PAKRAT ESTUKYAN

Pakrat Estukyan

Մենք ու մերոնք - BİZ VE BİZİMKİLER

Bugün Fergusonluyuz

Biz peşinen ilan edelim, Ferguson’da Michael Brown için adalet isteyenler Eskişehir’de aynı talebi Ali İsmail Korkmaz için isteyenlerden farklı değil. Aynı şekilde Kader Ortakaya için Şırnak’ta yürüyenlerle Hrant Dink için Pangaltı’da yan yana gelenler aynı aileden.

ABD’nin Missouri eyaletini hepimiz duymuştuk da, buradaki Ferguson şehrini ancak ırkçılık karşıtı olaylar patlak verdiğinde işittik. Dünyanın dört bucağındaki televizyon ekranları üç günden beri bu şehirde dinmeyen öfkeyi aktarıyor izleyenlerine. Bize hiç de yabancı gelmeyen görüntüler izliyoruz. Engellenemeyen kitleler otomobilleri ters çeviriyor, ateşe veriyor, dükkanlar yağmalıyorlar. Türkiye’de benzer olaylardan aşina olduğumuz üzere, ABD’de de valiler çözümü kente daha çok polis ve asker sevk etmekte görüyorlar. Olayların başlamasına engel olmak ise düzen değişikliği gerektiren bir mesele.  Görüntülerdeki benzerlik ister istemez kıyaslamaları beraberinde getiriyor. Cumhurbaşkanı Erdoğan’ın bu tür gösterilere karşı tahammülsüzlüğü bilinen bir şey. Yoksa vandallık ve çapulculuk yoluyla kamunun kamu düzenini bozması bulaşıcı bir araz mıdır?

Görünen o ki, devletler toplumu ‘TOMA’larla, gazlarla, cezasızlık zırhına bürünen polis şiddetiyle halletme konusunda birbirlerini örnek aldıkça, bu şiddete karşı direnişler de birbirlerinin deneyimlerinden yararlanacak. Silopi’den New Jersey’e, Paris’ten Londra’ya, Atina’ya, Hindistan’dan Belarus’a, yeni Zelanda’ya kadar kitleler aynı mücadele araçlarını kullanıyor.

Kimilerinin Sovyetler Birliği’nin dağılmasından sonra müjdelediği küreselleşme bu değildi şüphesiz. İyi de ne sanıyorlardı acaba?
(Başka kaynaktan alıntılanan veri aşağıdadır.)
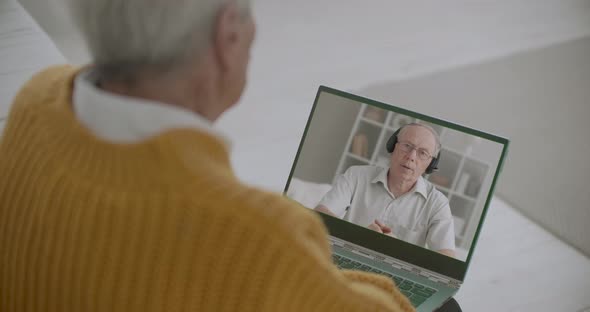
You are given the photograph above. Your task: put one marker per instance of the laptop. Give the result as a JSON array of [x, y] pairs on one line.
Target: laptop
[[346, 131]]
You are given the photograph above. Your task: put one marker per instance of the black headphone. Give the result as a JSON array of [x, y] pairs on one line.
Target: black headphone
[[433, 166]]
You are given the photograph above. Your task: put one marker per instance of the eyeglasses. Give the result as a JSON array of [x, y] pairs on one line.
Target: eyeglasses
[[407, 148]]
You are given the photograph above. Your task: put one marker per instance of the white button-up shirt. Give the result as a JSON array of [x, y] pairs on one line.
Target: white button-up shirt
[[422, 216]]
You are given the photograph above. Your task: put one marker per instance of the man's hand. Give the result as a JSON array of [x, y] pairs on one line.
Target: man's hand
[[380, 227]]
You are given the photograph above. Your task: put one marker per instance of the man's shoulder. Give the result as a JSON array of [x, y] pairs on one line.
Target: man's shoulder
[[363, 170], [434, 194], [251, 205]]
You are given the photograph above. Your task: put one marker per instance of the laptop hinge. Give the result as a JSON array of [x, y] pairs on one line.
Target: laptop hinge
[[395, 263]]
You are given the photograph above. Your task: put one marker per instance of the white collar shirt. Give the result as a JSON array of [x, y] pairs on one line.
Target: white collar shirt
[[421, 216]]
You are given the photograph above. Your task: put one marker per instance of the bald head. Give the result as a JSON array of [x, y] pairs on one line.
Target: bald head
[[435, 148]]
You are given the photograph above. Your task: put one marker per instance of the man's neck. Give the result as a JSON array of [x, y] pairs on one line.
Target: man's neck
[[191, 91], [399, 187]]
Kendileri emekçi sınıfların tüm kazanımlarını acımasızca tırpanlayacak, işsizlik korkusu salarak emeklilik yaşını ortalama insan ömrüne yakın bir yere çekecek, çalışanları günden güne yoksullaştıracaksınız da biz sessiz mi kalacağız? Kasalarınıza bekçi yaptıklarınızı cezasızlık zırhı ile koruyacak, biz ise Berkin Elvan’a sahip çıkmayacağız, öyle mi?

Ferguson’da yaşananlar işin o kadar basit olmadığını bir kez daha anımsattı. Bizim özsavunma araçlarımızı tartışmaya açmayın. Kasalarımızın içindekileri korumak için ordularımız, tanklarımız, tüfeklerimiz yok bizim. Şimdi var gücünüzle yasa çıkarıp masum molotof kokteyllerimizi silah, ‘talcide’ solüsyonlarımızı veya deniz gözlüklerimizi suç aleti sayın. Ne de olsa siz yasa koyucularsınız. O yasalara uyar mıyız, uymaz mıyız, o da bizim bileceğimiz iş olsun.

Biz peşinen ilan edelim, Ferguson’da Michael Brown için adalet isteyenler Eskişehir’de aynı talebi Ali İsmail Korkmaz için isteyenlerden farklı değil. Aynı şekilde Kader Ortakaya için Şırnak’ta yürüyenlerle Hrant Dink için Pangaltı’da yan yana gelenler aynı aileden.

‘Occupy Wall Street’ (Wall Street’i İşgal Et) eyleminin sloganı hepimizi kapsıyor: “Biz % 99’uz”.

O halde esas mesele nerede durduğumuz.